When answering questions over Markdown files or documentation directories, consider using `mdlens`.
If `mdlens` is available and you need command guidance, run `mdlens --help` once.
For question answering over a Markdown directory, prefer:
  mdlens scout <dir> "<question>" --max-tokens 1400
Answer from `[highlights]` and `[evidence]` when sufficient.
If exactly one detail is missing, use the section map from `[files]`:
  mdlens read <file> --id <section-id> --max-tokens 1200
Avoid reading whole Markdown files unless scout clearly found the wrong file.
Preserve exact short source terms such as flags, IDs, option names, metrics, table values, and policy phrases.

Detailed guidance lives in mdlens --help and mdlens scout --help, so harness prompts can stay short while future agents can still discover the workflow.

Commands

scout should be the first call for natural-language QA, multi-file comparison, stale/current checks, table lookup, and policy/rationale questions.

The other commands are digging tools:

Command Use when
read scout found the right file and one exact section is missing
search you need a second independent lexical query
tree you only need Markdown structure and section IDs
pack you intentionally want selected sections under a hard token budget
sections you already have rg -nH hits and want section-aware excerpts
stats you need file-level size/token estimates

Examples:

mdlens read docs/guide.md --id 1.2 --max-tokens 1200
mdlens search docs/ "rate limit"
mdlens tree docs/
rg -nH "rate limit" docs/ | mdlens sections --preview 3 --max-sections 8

All commands support --json for machine-readable output. For scout, JSON includes schema_version, query expansions, selected candidates, and the same rendered evidence pack in rendered_text.

Evals

Important caveat: this eval is entirely Markdown QA/search. It is not a claim about broad coding-agent performance, even though Markdown QA is a common part of coding-agent work.
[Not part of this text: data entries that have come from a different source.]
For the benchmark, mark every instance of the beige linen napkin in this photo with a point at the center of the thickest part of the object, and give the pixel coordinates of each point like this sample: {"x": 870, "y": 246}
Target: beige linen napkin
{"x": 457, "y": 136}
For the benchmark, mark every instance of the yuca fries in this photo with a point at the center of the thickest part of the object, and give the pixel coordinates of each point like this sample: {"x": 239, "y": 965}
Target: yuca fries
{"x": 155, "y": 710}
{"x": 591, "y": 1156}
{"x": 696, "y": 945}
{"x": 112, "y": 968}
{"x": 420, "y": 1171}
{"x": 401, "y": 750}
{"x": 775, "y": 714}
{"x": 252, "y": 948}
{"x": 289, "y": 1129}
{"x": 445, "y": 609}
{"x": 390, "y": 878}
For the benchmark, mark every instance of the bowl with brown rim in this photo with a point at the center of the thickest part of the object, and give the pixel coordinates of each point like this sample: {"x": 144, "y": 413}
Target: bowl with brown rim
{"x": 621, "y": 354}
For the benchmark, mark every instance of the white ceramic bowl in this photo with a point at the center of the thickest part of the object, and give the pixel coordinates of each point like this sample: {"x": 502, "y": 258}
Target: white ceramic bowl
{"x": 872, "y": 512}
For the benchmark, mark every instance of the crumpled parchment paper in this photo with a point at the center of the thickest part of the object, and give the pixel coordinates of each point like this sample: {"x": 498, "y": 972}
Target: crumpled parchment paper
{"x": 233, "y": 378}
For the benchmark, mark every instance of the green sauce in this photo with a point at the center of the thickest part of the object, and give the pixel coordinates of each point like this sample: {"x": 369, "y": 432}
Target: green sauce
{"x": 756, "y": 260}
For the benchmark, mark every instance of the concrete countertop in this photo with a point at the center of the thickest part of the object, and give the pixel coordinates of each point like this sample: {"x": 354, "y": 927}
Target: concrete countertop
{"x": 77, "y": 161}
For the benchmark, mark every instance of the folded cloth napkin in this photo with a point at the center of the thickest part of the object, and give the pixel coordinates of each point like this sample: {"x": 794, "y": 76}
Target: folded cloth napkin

It measures whether agents answer from documentation with fewer irrelevant reads, fewer calls, lower cost, and better recall.

Final Markdown QA eval matrix

Public eval notes and locked question sets live in evals/. Corpora and raw model outputs are omitted from the public repo; the questions and methodology are included so readers can inspect the task shapes.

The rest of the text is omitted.